「メグレと若い女の死」小説と映画
昨年、クリスティーのポアロシリーズを読んでいるうちに読み返したくなったのが「メグレ警視シリーズ」でした。
調べてみるとほとんどが電子書籍でないと読めないみたいで、購入するかどうか躊躇していました。
新書のエッセイや論説だと電子書籍でも構わないのですが、小説や物語だと読みにくく感じてしまうのです(個人の感想です)。
そう思っていたら、先月メグレシリーズの新訳が出ているのを見つけました。
後書きを読んで知ったのですが、メグレ警視の人物像って巨漢なんですね。
学生時代からずっと精悍な年輩のパリジェンヌをイメージしてたのでビックリ( ・_・;)
確かによく飲んで食べていましたが、これだけ精力的に捜査を陣頭指揮しているのだから、と解釈していました。
今まで読んだメグレシリーズにそんな描写あったぁ?
それほどシリーズを読み漁ったわけではないのですが・・・・・・
小説が面白かったので、帯にある映画にも興味が湧きます。
映画を見ると、メグレは精力的に陣頭指揮するどころか、鈍重で息切らしながらの捜査。
イメージじゃない~と不満に思ったり・・・・・・!
ところがプログラムを読むと、メグレ警視の人物像というのは巨漢で鈍重・・・・!!
解説には鈍いのが特徴とまで記されています・・・・・!!!
まったく違う人物像のまま半世紀以上の誤解していたなんて!!
私が読んだいた頃は、丁度テレビで目暮警視シリーズとして愛川欽也さんが演じていらっしゃいました。
私のイメージは精悍で精力的なメグレですから、愛川欽也さんの演じるもっさりした目暮が気に入らなかったのですが「原作のイメージだったのか」と驚いています(°0°)
いや、愛川さんでは巨漢とは程遠いのですがw
ここから先は原作と映画のネタバレとも関係しますので、「小説なり映画なりに興味がある」「読んでみたい」「見てみたい」という方は読むのをご遠慮ください。
原作の面白さというのは、身元不明の被害女性、その影の薄さ――事件当日の目撃情報の少なさだけでなく捜査していく中で日常的に目立たない存在感のなさ――更には故郷を後にパリに出て来たものの、馴染めないまま大都会にしがみ続ける謎。
そういう被害者の人物像に迫ってくことで、事件のリアリティに近づいていく過程が一つ。

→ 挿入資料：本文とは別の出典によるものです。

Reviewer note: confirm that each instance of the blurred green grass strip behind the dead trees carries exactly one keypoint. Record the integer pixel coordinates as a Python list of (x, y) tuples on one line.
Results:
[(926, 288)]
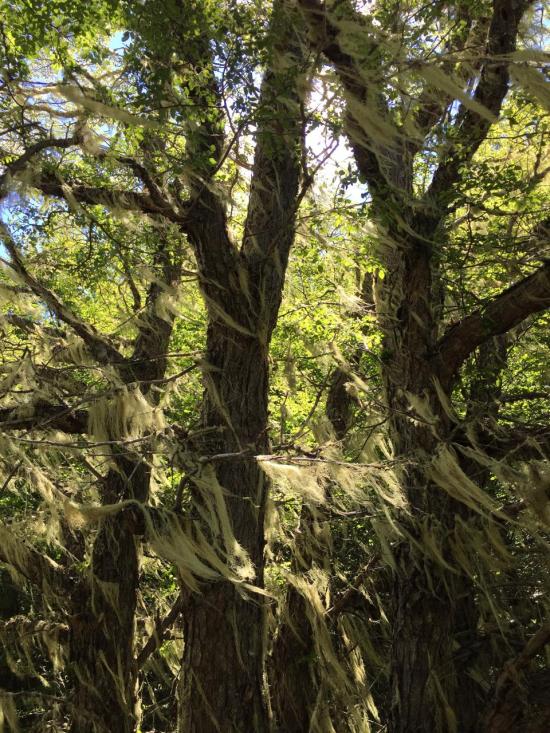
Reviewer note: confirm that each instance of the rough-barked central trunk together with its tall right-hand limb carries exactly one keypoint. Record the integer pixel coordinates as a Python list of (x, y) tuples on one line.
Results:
[(222, 685)]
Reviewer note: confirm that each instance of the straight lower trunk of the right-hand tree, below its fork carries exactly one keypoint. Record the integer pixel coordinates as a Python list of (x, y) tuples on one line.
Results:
[(422, 674)]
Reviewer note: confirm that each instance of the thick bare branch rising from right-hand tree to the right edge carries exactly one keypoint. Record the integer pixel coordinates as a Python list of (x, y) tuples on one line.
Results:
[(499, 315)]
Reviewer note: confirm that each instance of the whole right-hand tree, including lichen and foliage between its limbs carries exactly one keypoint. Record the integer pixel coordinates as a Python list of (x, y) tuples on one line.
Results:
[(422, 360)]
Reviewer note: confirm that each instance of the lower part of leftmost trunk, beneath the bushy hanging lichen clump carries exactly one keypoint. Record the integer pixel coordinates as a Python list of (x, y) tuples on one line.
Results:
[(101, 641)]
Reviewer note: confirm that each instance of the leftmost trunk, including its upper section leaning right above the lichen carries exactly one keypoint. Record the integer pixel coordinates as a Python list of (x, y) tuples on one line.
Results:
[(102, 664)]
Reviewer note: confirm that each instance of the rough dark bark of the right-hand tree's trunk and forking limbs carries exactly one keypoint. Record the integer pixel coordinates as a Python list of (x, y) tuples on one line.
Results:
[(426, 606)]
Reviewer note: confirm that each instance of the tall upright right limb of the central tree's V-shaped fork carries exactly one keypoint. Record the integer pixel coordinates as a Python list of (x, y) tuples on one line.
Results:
[(271, 216)]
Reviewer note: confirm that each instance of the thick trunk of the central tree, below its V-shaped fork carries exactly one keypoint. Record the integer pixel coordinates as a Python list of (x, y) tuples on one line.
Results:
[(226, 693)]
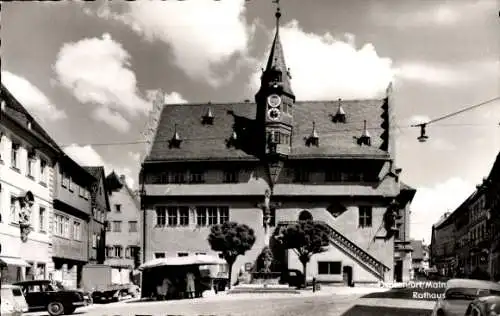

もう一つは、ロニョン警部という無愛想でくたびれきった刑事が、「どうせ自分なんか」と自己肯定感がないままに、メグレ警視のコントロールの範囲からはみ出たまま、連絡も滞りがちになり、捜査の先々で少し先んじて出くわしたり、メグレ警視が後を追う形になったりしながらの、一種の競い合いになるところです。
この二つが絶妙に絡みながら物語は進行していくのです。
映画はロニョン警部の部分は完全にカットしています。
更に被害者女性の背景は全く違うものにされていて、原作で衝撃的だった部分もなくなり、感じようによってはありがちとも思える話になっています。
映画のストーリーの核心部分は上流のスキャンダラスな話なのですが、原作は全然違う話なのです。
・・・・・・「身元不明の若い女性がパリの路上で殺されて発見された」という以外は原作とは無関係のストーリーです。
映画を見ていて「えっ」という驚きで一杯で、原作の面白味が活かされていないようで残念な気持ちにも成りました。
ただ、これは原作を知っているからで、原作を知らずに見れば面白いのかな?と不思議な印象を受けました。
映像で2時間に収める以上、描写できることってこんなものなのかなぁ、とか考えさせられました。
個人的な希望としては「メグレ警視シリーズ」の新訳を続けて出して欲しいです。
こんな面白い小説が知られなくなっていくのは残念です。